Angiotensin-converting enzyme (ACE) converts angiotensin I into the potent vasoconstrictor angiotensin II, which regulates blood pressure. However, ACE activity is also essential for other physiological functions, presumably through processing of peptides unrelated to angiotensin. The goal of this study was to identify novel natural substrates and products of ACE through a series of mass-spectrometric experiments. This included comparing the ACE-treated and untreated plasma peptidomes of ACE-knockout (KO) mice, validation with select synthetic peptides, and a quantitative in vivo study of ACE substrates in mice with distinct genetic ACE backgrounds.
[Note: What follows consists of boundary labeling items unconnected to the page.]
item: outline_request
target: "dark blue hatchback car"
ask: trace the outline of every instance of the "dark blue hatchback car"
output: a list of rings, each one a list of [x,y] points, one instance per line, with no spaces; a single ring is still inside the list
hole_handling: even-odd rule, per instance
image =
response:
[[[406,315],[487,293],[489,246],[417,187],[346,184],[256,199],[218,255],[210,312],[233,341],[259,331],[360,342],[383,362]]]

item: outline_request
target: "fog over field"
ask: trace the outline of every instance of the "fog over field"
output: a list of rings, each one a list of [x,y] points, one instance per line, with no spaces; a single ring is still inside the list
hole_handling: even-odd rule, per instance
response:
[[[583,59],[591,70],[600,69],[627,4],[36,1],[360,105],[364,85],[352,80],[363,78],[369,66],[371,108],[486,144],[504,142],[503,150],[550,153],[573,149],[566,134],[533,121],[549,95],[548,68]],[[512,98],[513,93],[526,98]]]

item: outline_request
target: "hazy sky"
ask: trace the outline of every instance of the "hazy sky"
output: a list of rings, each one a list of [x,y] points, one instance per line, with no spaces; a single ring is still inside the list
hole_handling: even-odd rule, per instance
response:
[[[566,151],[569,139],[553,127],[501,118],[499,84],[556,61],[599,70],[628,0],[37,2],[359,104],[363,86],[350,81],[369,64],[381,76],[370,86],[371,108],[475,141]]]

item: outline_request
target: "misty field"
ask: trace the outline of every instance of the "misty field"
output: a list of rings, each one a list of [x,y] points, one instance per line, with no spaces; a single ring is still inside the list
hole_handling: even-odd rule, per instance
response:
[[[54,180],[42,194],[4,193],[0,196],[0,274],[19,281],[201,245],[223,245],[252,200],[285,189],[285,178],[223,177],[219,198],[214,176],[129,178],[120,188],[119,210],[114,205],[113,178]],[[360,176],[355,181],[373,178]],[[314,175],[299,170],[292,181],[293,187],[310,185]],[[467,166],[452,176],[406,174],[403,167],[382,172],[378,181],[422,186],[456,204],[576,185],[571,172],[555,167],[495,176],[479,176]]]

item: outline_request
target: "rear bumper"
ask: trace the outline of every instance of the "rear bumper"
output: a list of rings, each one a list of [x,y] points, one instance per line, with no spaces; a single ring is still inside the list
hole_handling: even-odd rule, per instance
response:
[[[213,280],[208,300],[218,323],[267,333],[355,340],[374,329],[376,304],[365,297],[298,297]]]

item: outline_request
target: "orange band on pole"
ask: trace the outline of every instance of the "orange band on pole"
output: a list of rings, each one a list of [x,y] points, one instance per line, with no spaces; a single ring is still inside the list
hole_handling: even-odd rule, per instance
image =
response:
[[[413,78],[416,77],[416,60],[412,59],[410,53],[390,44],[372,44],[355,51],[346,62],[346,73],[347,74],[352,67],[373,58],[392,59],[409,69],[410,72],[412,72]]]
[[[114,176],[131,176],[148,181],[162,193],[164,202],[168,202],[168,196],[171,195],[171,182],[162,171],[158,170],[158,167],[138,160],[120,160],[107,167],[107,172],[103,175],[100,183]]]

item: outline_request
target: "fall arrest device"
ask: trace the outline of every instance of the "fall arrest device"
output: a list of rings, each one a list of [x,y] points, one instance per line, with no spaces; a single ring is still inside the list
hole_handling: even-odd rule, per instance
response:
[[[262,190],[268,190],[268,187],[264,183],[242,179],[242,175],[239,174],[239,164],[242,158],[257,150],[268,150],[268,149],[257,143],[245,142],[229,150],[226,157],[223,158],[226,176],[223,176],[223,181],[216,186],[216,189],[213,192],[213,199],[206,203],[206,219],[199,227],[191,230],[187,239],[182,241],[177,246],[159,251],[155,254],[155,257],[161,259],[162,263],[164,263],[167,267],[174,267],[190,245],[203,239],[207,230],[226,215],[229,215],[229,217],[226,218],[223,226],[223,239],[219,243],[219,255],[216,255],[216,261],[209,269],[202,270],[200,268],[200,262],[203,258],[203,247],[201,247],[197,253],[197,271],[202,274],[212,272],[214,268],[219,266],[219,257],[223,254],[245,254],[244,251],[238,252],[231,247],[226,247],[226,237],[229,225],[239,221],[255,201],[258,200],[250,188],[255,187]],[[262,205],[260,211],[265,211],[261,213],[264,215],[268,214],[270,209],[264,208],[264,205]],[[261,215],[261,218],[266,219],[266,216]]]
In total, 244 natural peptides were identified ex vivo as possible substrates or products of ACE, demonstrating high promiscuity of the enzyme. ACE prefers to cleave substrates with Phe or Leu at the C-terminal P2' position and Gly in the P6 position. Pro in P1' and Iso in P1 are typical residues in peptides that ACE does not cleave. Several of the novel ACE substrates are known to have biological activities, including a fragment of complement C3, the spasmogenic C3f, which was processed by ACE ex vivo and in vitro. Analyses with N-domain-inactive (NKO) ACE allowed clarification of domain selectivity toward substrates. The in vivo ACE-substrate concentrations in WT, transgenic ACE-KO, NKO, and CKO mice correspond well with the in vitro observations in that higher levels of the ACE substrates were observed when the processing domain was knocked out. This study highlights the vast extent of ACE promiscuity and provides a valuable platform for further investigations of ACE functionality.

Figure 1.

Promiscuous peptidase specificity of ACE. (A,B) Probabilities of amino acid residues around the ACE cleavage site (P1|P1′) observed in 162 substrates (A) and in 680 nonsubstrates (B). (C) Differential residue probabilities of ACE substrates minus those of nonsubstrates. (D) Differential residue probabilities at the C termini of ACE nonsubstrates minus those of substrates. Coloring scheme: polar (STYQN), green; neutral (CG), black; basic (KRH), blue; acidic (DE), red; hydrophobic (AVLIPWFM), purple.

Figure 2.

Cleavage profiles of selected ACE substrates. (A) In vitro: synthetic ACE substrates treated with WT ACE, NKO ACE, or no enzyme, with the resulting peptides detected by MALDI-TOF or Orbitrap LC/MS. (B) In vivo: concentrations of endogenous ACE substrates in the blood plasma of mice with different genetic ACE backgrounds (WT, ACE KO, ACE NKO, or ACE CKO) as well as ramipril-treated WT mice (rtWT), as determined by triple-quadrupole MRM.